The U.K. Department of Work and Pensions is seeking views from trustees and plan sponsors on its draft collective defined contribution plan regulation published Monday.
The proposal follows the U.K. Pension Schemes Act 2021, which permitted employers for the first time to launch collective DC plans, also referred to as collective money purchase plans.
In a CDC plan, income is secured by pooling plan participants' assets and investments, and participants bear the longevity and investment risk. That is in contrast to defined benefit funds where the sponsoring employer bears all the risk.
The arrangement can give employers more predictable running costs of plans, the DWP said Monday, also noting that CDC plans have more potential to invest in illiquids and could be more resilient to sudden market downturns.
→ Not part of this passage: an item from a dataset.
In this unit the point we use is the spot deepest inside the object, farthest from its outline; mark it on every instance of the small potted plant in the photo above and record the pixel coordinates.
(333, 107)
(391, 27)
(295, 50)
Under the government's proposal, a CDC plan could operate in the U.K. after satisfying the regulator's authorization criteria regarding financial sustainability, sound plan design and effective communication processes, verified by trustees and actuaries.
Plan sponsors are required to have sufficient financial resources and well-considered strategies to meet the costs of setting up and running a CDC plan, DWP said. The regulator will require evidence of the cost estimates, details of the plan's sources of income, and the trustees' strategy for meeting any of the plan's asset shortfall vs. its target funding level due to lower returns.
Plan sponsors are also required to show they are ensuring communication is not misleading to plan participants and that they are gathering feedback from plan participants through necessary IT systems.
The U.K. government said Monday that regulation is aimed at single-employer and industrywide multiemployer pension funds. The proposed regulation currently excludes non-industrywide multiemployer plans such as master trusts from launching CDC plans or introducing CDC plans as a decumulation option.
"Right now our priority is to ensure the full framework for single employers and connected multiemployer CDC schemes is in place as soon as we can, and this consultation is rightly focused on delivering that. But we are not deaf to calls from those who wish us to go further," Guy Opperman, U.K. minister for pensions and financial inclusion, said in a statement accompanying the consultation.
"Once this first step is done, we will turn our attention to the growing demand for these other types of provision," he added.
The proposed regulation also accommodates Royal Mail's ongoing plan to replace its £10 billion ($13.9 billion) defined benefit fund with a CDC arrangement.
Commenting on the proposal, Simon Eagle, senior director at consultant Willis Towers Watson, who advised Royal Mail, said that "the government's launch today of its consultation on CDC regulations represents another major step towards the introduction of CDC pensions to the U.K."
However, he added that only larger employers with material resources are likely to set up their own CDC plans in accordance with these, he said.
Chris Bunford, principal at consultant Lane Clark & Peacock, said in an emailed comment: "It's good news that progress is being made in this space and we can now see a draft framework but a note of caution needs to be struck."
"Whilst these regulations might facilitate the Royal Mail scheme, they are potentially restrictive in terms of the acceptable designs. Companies wanting to implement CDC schemes with different features to Royal Mail may find they have to wait for future regulations to give them a manageable pathway," he added.